Who hasn't been hurt by the church? Some of us really badly? I have and this article and the comments following it are great for understanding it a little better. And, who knows, some of us might actually heal from those wounds one day. Straighten up church. Businesses treat people better than some of you have.
So here's a glass to loving each other better.


  1. i like the comment from the one survey guy about how he's has more compassion and love than injury... even though i know that's true, i don't always feel that way. i'm afraid i got annoyed with the comments and didn't read beyond the first 8 or 10, but i do like the things the author has to say. it's a tough issue, and one that definitely needs to be dealt with.

    i'm raising a glass with you on this one! =)

  2. I posted myself that employees are uniquely injured in churches by firings, abusive church members, etc.
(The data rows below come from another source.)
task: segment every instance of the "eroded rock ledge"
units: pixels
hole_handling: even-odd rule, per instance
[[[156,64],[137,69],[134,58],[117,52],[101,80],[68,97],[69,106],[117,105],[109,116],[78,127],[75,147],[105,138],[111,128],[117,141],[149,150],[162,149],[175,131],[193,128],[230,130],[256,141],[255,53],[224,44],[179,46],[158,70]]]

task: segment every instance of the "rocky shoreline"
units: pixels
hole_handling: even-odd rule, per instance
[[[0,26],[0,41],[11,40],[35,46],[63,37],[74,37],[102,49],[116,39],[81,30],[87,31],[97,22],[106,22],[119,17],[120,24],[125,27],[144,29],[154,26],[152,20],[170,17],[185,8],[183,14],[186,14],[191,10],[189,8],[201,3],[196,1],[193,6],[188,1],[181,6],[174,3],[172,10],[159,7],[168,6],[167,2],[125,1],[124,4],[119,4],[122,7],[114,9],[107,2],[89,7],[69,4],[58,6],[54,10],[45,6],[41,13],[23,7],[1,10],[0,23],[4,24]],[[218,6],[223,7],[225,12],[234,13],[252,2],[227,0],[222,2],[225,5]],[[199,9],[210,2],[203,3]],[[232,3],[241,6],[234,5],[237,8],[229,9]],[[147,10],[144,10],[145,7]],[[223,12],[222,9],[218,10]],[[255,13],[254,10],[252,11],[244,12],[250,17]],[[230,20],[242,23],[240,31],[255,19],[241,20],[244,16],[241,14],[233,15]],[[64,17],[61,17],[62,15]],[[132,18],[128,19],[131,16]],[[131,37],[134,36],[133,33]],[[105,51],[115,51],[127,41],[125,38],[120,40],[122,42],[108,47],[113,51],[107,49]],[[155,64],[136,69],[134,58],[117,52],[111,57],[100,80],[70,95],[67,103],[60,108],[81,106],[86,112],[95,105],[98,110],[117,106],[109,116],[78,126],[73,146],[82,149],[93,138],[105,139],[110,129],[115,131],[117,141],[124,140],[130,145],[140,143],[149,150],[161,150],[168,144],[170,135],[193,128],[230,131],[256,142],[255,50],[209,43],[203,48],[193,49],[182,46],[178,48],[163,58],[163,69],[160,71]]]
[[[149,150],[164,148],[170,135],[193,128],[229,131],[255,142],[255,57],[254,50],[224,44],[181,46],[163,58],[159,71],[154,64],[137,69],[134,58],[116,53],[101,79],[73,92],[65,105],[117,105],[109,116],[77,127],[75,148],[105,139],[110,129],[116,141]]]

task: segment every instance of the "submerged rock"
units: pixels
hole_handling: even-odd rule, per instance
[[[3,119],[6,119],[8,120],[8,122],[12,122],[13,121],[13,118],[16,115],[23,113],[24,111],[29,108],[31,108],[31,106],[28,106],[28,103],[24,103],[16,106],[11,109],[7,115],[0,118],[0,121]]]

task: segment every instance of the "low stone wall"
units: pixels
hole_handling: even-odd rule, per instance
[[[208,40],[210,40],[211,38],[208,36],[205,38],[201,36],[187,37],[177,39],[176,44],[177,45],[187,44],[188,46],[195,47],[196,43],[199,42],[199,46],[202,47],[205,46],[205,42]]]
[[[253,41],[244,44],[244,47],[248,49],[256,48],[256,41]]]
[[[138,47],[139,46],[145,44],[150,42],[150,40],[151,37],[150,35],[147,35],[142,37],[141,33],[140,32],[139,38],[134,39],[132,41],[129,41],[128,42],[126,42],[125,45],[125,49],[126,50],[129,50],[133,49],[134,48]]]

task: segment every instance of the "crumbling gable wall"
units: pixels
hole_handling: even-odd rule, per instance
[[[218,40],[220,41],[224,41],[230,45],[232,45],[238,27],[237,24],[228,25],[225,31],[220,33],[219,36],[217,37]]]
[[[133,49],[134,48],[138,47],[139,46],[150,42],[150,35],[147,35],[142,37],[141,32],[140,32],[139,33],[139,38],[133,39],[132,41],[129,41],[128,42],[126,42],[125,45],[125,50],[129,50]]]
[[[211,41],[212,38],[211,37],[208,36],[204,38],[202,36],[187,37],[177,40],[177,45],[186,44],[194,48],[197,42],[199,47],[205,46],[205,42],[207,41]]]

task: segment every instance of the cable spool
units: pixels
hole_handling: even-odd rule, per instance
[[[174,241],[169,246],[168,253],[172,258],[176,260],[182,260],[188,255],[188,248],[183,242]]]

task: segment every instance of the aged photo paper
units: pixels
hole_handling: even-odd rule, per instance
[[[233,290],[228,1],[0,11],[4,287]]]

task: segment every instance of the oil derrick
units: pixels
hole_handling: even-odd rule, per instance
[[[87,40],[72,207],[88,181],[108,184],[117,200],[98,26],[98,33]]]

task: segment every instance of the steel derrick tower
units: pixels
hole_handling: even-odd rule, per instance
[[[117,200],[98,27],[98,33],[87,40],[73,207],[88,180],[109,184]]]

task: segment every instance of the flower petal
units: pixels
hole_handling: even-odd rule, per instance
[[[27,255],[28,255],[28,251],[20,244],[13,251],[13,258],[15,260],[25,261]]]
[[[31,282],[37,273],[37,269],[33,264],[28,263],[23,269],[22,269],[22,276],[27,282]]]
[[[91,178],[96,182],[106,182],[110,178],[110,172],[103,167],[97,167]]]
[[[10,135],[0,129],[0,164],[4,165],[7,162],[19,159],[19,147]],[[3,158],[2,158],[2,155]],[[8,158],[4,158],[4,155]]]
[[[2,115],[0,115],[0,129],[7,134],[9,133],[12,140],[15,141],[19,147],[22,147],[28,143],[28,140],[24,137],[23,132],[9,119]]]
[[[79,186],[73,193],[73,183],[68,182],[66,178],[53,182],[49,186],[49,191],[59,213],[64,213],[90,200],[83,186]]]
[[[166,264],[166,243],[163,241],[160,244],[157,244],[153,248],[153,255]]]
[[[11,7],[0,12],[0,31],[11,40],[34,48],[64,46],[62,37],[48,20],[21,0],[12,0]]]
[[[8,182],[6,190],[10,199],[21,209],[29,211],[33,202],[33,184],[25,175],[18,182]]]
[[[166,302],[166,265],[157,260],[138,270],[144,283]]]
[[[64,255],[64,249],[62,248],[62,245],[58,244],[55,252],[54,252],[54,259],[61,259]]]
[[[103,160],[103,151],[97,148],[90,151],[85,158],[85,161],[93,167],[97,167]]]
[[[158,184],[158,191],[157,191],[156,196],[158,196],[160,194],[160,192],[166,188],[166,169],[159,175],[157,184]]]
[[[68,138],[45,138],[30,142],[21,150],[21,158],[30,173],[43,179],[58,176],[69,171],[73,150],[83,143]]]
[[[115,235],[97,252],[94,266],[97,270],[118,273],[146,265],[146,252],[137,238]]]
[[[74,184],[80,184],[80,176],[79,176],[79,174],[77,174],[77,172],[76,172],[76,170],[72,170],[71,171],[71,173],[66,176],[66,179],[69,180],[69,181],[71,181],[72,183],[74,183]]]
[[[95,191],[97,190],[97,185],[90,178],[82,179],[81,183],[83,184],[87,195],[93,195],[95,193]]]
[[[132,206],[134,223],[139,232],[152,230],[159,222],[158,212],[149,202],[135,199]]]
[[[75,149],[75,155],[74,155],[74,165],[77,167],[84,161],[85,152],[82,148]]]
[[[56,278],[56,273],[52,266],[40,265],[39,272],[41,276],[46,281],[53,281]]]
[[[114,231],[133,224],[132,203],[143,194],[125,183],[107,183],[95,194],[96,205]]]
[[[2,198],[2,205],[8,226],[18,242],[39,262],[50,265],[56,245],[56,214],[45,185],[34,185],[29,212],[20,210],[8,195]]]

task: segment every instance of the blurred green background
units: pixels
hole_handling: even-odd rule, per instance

That's where I've found the most terrible stuff. Seems to me church leaders, for my part, should be volunteers or bi-vocational.

  3. that's an interesting idea... leaders in what areas? all areas? what would that do about ordained pastors, or trained music leaders, or whatever? i'm intrigued... how would you see that working?

  4. people, as in the common church attender, wonder what the pastor does all week. after all, they "only work on Sundays." why not be sure that others know what we're doing-like working as schoolteachers, retailers, etc.
    in places where you're protected by a 2 year "call" this isn't as much of an issue. that's running the church like any decent business with a contract. but churches where the deacons/board/committee can get together at any time and fire them that makes professional clergy very exposed and in danger. having another fulltime job would alleviate all of that worry.

  5. ah, i see. so it could vary by denomination, depending on how their structure is already? that makes sense. being a um, i was struggling to see how this would work... but having been in southern baptist churches where things were much more... um...fluid, i can totally see that.